Semantic Prompt Functions are Prompts with input parameters

# Create a reusable function summarize function
summarize = kernel.add_function(
    function_name="tldr_function",
    plugin_name="tldr_plugin",
    prompt="{{$input}}\n\nOne line TLDR with the fewest words.",
    prompt_template_settings=req_settings,
)

# Summarize the laws of thermodynamics
print(await kernel.invoke(summarize, input="""
1st Law of Thermodynamics - Energy cannot be created or destroyed.
2nd Law of Thermodynamics - For a spontaneous process, the entropy of the universe increases.
3rd Law of Thermodynamics - A perfect crystal at zero Kelvin has zero entropy."""))

# Summarize the laws of motion
print(await kernel.invoke(summarize, input="""
1. An object at rest remains at rest, and an object in motion remains in motion at constant speed and in a straight line unless acted on by an unbalanced force.
2. The acceleration of an object depends on the mass of the object and the amount of force applied.
3. Whenever one object exerts a force on another object, the second object exerts an equal and opposite on the first."""))

# Summarize the law of universal gravitation
print(await kernel.invoke(summarize, input="""
Every point mass attracts every single other point mass by a force acting along the line intersecting both points.
The force is proportional to the product of the two masses and inversely proportional to the square of the distance between them."""))

# Output:
# > Energy conserved, entropy increases, zero entropy at 0K.
# > Objects move in response to forces.
# > Gravitational force between two point masses is inversely proportional to the square of the distance between them.

Semantic Kernel Notebooks

The repository contains a few Python and C# notebooks that demonstrates how to get started with the Semantic Kernel.

Python notebooks:

SK Frequently Asked Questions

How does Python SK compare to the C# version of Semantic Kernel?

The two SDKs are compatible and at the core they follow the same design principles.
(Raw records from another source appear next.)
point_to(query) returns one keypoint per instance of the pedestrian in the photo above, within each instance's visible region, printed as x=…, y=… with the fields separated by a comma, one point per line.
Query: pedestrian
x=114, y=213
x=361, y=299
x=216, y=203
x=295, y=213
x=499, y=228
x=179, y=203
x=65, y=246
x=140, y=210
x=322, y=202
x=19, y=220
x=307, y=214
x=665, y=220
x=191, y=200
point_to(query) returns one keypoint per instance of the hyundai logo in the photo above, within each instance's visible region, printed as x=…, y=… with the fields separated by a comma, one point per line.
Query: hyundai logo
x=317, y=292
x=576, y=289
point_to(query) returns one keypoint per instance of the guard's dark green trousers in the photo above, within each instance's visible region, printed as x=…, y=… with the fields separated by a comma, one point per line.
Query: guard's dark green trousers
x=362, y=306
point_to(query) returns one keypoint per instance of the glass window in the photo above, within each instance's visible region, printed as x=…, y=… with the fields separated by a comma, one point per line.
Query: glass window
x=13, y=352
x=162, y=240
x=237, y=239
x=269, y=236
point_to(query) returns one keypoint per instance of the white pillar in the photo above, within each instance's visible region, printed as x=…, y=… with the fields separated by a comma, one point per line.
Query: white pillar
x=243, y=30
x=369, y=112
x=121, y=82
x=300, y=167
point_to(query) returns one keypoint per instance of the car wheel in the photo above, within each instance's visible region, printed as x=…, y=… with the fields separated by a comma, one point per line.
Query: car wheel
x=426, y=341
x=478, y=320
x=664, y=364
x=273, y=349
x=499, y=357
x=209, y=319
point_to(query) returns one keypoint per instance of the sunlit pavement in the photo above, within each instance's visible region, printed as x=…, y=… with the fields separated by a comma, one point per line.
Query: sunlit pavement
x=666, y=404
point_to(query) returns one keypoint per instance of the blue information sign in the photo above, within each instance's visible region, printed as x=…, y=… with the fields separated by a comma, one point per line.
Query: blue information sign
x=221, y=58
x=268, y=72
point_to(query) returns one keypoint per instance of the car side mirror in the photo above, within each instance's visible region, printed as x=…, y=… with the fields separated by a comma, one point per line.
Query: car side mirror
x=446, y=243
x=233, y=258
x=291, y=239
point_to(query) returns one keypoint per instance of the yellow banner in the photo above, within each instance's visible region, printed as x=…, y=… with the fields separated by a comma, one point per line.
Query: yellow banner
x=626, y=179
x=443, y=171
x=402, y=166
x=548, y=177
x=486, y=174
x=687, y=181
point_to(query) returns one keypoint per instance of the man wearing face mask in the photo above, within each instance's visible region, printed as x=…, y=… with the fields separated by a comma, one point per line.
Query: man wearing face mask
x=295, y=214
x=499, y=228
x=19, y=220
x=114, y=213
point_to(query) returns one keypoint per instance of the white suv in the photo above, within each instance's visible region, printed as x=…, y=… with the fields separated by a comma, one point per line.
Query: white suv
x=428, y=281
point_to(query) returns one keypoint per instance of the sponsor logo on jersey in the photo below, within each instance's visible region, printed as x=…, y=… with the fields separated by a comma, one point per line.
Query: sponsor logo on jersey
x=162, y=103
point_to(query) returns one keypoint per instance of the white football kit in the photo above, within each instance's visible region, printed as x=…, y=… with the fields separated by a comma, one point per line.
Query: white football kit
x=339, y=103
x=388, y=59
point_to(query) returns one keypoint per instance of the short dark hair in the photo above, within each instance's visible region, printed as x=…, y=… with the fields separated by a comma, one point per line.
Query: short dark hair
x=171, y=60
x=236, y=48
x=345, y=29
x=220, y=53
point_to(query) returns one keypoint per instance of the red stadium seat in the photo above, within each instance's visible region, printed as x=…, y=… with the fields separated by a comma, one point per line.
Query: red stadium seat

Some features are still available only in the C# version, and being ported Refer to the FEATURE MATRIX doc to see where things stand in matching the features and functionality of the main SK branch. Over time there will be some features available only in the Python version, and others only in the C# version, for example adapters to external services, scientific libraries, etc.